Given these realities, you may prefer to use normal font sizes and just break up the matrix B into four submatrices, each one containing "just" four columns.

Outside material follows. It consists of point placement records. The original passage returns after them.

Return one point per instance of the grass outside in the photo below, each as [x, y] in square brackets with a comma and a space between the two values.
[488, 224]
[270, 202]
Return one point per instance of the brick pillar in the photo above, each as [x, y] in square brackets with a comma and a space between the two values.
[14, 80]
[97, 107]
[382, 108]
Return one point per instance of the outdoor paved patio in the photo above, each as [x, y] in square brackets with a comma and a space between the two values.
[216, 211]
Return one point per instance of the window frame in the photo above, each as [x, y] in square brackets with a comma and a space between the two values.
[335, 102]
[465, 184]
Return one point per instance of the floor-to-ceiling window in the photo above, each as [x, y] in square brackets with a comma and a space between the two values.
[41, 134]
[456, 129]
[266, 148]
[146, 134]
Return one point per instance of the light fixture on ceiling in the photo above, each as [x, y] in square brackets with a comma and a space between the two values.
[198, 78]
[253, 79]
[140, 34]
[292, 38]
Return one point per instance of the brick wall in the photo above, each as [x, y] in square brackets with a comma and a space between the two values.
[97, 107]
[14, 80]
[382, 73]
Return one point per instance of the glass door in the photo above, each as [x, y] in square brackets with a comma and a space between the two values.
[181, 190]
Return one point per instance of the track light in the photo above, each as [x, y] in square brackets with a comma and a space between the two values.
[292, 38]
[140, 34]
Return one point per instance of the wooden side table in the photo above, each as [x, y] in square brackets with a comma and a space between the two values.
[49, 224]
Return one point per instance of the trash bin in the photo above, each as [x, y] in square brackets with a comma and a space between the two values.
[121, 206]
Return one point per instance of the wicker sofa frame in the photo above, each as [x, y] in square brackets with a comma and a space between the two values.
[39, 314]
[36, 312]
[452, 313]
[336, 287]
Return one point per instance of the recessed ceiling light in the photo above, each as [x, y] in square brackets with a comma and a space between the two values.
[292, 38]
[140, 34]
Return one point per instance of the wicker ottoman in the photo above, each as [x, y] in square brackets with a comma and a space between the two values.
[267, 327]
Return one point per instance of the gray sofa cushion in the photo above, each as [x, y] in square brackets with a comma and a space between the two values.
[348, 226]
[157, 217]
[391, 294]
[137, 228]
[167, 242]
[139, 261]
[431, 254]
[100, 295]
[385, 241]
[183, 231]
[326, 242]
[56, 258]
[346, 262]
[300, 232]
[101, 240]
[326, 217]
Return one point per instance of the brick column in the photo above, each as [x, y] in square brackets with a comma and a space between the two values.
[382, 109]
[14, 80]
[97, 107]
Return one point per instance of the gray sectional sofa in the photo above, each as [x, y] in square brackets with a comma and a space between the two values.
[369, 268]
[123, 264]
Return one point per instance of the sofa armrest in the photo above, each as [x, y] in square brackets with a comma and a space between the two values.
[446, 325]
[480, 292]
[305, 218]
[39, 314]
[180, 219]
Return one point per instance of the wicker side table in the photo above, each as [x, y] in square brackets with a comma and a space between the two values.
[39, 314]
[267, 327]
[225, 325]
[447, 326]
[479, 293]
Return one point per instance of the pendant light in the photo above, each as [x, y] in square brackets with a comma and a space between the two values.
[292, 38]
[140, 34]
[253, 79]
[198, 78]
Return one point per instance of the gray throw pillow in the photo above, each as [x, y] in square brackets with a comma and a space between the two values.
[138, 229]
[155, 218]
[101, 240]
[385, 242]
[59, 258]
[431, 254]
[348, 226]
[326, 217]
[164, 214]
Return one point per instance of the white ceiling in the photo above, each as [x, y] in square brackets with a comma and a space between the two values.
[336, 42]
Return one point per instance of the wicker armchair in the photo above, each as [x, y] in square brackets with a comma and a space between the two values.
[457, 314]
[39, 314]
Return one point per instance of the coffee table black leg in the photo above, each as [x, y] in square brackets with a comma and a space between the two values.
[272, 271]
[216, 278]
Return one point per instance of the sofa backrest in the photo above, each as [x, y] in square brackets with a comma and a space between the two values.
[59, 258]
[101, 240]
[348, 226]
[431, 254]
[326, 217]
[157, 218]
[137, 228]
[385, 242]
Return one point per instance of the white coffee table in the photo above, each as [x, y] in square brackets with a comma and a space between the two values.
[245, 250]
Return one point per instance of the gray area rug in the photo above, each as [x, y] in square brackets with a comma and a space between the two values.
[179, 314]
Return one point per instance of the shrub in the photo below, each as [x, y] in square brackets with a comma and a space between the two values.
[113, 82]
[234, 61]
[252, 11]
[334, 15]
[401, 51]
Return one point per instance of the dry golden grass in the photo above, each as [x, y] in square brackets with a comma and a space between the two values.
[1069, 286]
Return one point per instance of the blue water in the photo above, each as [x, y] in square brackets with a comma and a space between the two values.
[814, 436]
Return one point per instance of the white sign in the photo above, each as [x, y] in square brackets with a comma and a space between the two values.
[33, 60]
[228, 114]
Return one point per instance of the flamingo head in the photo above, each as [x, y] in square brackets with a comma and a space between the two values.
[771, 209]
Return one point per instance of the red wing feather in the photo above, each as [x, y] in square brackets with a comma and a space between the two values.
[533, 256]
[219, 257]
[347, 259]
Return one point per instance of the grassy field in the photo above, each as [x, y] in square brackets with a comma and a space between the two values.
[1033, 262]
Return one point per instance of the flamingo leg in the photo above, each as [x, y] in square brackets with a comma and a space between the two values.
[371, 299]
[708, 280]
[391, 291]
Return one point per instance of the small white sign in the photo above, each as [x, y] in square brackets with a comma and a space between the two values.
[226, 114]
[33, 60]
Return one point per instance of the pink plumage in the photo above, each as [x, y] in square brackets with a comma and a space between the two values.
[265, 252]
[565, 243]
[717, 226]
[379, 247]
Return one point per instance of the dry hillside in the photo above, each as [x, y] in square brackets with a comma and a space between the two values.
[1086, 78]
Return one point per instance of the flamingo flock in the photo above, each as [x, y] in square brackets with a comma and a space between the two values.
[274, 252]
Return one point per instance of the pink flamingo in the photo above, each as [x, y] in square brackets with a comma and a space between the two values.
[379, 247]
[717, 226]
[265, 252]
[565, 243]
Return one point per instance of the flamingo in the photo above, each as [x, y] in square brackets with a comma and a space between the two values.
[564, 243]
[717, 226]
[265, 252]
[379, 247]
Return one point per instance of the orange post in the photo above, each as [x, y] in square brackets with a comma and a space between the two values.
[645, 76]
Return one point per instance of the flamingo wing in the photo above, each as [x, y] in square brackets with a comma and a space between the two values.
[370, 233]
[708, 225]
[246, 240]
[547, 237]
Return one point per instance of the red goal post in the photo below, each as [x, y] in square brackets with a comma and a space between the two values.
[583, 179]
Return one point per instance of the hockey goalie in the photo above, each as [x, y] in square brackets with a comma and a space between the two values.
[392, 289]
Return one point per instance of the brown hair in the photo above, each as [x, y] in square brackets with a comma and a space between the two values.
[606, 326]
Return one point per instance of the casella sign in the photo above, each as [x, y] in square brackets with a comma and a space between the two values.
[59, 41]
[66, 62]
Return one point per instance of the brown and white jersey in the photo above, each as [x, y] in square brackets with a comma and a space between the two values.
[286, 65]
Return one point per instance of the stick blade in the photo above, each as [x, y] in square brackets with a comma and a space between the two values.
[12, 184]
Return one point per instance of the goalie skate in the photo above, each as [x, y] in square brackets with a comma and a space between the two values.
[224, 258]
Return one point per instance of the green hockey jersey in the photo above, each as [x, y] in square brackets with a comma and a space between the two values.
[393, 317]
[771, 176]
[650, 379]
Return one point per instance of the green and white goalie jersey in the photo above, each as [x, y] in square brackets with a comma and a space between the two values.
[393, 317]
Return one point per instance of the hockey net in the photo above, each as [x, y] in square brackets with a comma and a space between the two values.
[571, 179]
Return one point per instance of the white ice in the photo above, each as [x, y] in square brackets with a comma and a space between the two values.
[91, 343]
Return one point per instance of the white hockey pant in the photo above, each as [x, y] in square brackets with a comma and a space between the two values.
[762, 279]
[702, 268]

Note that you won't actually use more physical or virtual pages with this approach than if you display the entire matrix (using a nearly microscopic font size...) in rotated (landscape) mode.

This idea is implemented in the following MWE.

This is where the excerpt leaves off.